Complex tools with many parameters or behaviors need more documentation. Simple tools need less. This dimension scales expectations accordingly.

Parameters3/5

Does the description clarify parameter syntax, constraints, interactions, or defaults beyond what the schema provides?

The schema description coverage is 100%, so the schema already fully documents the parameters (url and viewports). The description adds minimal value beyond the schema by implying the tool's purpose relates to viewport widths, but it doesn't provide additional semantic context or usage examples for the parameters. This meets the baseline for high schema coverage.

Input schemas describe structure but not intent. Descriptions should explain non-obvious parameter relationships and valid value ranges.

Purpose5/5

Does the description clearly state what the tool does and how it differs from similar tools?

The description clearly states the specific action ('Capture screenshots'), the resource ('a URL at one or more viewport widths'), and the output format ('base64 JPEG images'). It distinguishes from siblings by focusing on visual capture rather than comparison or layout analysis, making the purpose immediately understandable and distinct.

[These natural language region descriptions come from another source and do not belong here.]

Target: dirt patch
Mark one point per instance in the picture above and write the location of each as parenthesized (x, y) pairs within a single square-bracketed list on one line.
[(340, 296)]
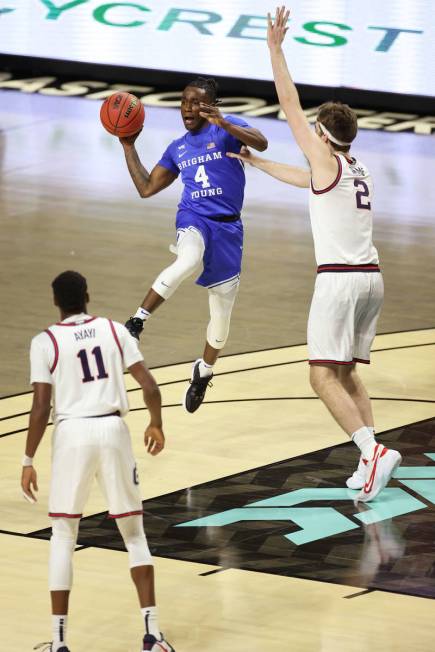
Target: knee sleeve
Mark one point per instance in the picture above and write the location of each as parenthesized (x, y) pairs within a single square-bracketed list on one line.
[(190, 250), (132, 532), (221, 301), (62, 543)]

Agents choose between tools based on descriptions. A clear purpose with a specific verb and resource helps agents select the right tool.

Usage Guidelines4/5

Does the description explain when to use this tool, when not to, or what alternatives exist?

The description provides clear context for when to use this tool ('to SEE what a webpage looks like at different screen sizes'), which implicitly suggests it's for visual inspection. However, it doesn't explicitly state when NOT to use it or name alternatives like the sibling tools, leaving some guidance gaps.

Agents often have multiple tools that could apply. Explicit usage guidance like "use X instead of Y when Z" prevents misuse.